Ada sedikit tekanan untuk berlaku seragam itu, bukan kerena agama atau moral, tetapi karena
banyak orang telah berbuat demikian sehingga lain-lainnya juga tidak mau ketinggalan. Contoh jelas
adalah mode pada cara pakaian golongan wanita.

Kegemaran, ini adalah pola tingkah laku yang pendek sekali umurnya dan daya tariknya terletak
pada sifat kebaru-baruannya itu. Umpamanya cara berpakaian istimewa untuk sementara waktu,
riasan rambut, model sepatu yang istimewa, dst Kegila-gilaan, juga umumnya pendek sekali dan
daya tariknya baru dan serem.

Contohnya seperti saling bermusuhan antara kelompok- kelompok pemuda, ngebut dengan sepeda
motor, pemborongan barang-barang karena takut harganya naik, Epidemic sosiologi, hal ini
mengenai penularan sosial dalam lapisan masyarakat yang luas.

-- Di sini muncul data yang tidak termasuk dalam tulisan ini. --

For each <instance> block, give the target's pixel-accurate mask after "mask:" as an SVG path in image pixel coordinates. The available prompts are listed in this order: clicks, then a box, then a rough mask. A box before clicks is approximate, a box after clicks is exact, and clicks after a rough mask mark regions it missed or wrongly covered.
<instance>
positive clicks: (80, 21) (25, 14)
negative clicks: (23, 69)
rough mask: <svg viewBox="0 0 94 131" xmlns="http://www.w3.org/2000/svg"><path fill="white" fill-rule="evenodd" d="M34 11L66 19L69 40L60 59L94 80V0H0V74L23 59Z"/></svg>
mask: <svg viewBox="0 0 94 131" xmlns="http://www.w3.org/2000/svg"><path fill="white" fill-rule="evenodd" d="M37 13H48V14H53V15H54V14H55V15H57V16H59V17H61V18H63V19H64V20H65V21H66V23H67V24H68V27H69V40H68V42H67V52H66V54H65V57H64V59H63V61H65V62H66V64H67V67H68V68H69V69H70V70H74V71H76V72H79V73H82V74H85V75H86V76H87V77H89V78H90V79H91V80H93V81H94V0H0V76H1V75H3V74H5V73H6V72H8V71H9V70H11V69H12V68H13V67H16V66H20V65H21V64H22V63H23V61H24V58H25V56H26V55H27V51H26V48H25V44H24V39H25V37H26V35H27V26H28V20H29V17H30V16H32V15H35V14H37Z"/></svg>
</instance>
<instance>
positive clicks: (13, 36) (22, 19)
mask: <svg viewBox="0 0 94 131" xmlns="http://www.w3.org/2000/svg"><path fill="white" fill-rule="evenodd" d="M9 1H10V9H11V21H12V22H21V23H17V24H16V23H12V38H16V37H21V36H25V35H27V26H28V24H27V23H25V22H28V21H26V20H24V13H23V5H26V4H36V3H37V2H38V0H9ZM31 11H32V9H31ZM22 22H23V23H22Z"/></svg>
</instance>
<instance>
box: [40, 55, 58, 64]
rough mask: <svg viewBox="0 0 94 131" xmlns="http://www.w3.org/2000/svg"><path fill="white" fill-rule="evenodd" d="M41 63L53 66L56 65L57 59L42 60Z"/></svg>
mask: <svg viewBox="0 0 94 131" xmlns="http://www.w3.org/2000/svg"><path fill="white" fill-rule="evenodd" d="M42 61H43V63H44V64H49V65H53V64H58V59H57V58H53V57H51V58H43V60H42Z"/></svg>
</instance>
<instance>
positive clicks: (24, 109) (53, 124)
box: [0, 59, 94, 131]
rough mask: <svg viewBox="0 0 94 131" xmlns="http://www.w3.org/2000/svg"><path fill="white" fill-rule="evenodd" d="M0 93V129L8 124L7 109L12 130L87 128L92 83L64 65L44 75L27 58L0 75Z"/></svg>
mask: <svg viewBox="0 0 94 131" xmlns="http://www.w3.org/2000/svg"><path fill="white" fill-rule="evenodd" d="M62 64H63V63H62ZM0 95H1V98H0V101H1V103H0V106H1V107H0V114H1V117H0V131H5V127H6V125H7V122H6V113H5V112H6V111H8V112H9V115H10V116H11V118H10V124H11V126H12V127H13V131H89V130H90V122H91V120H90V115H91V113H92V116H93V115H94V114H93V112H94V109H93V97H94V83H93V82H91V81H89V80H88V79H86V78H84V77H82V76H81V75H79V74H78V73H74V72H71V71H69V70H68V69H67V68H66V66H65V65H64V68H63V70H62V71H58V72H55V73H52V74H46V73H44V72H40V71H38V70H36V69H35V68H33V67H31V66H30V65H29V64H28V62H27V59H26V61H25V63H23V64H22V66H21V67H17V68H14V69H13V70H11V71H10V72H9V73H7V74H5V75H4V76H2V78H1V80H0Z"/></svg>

Biasanya dengan penuh emosi dan
adanya kepentingan umum, kadang-kadang bersifat penyakit psychis.

Contohnya seperti upacara magis dalam masa-masa genting. Sikap bermusuhan terhadap golongan
tertentu, sikap takut dan gelisah terhadap keadaan ekonomi yang memburuk Gerakan masa,yang
terdiri dari kerusuhan, kerusuhan sebagai aksi protes yang telah dikoordinasikan, tetapi secara
spontan oleh berbagai lapisan masyarakat dimana-mana, karena merasa tidak puas dengan kondisi
yang ada dan kegelisahan sosial. Gerakan masa berbeda dengan gerakan sosial, karana yang
pertama tidak ada rencana dan pimpinan yang tersusun rapi.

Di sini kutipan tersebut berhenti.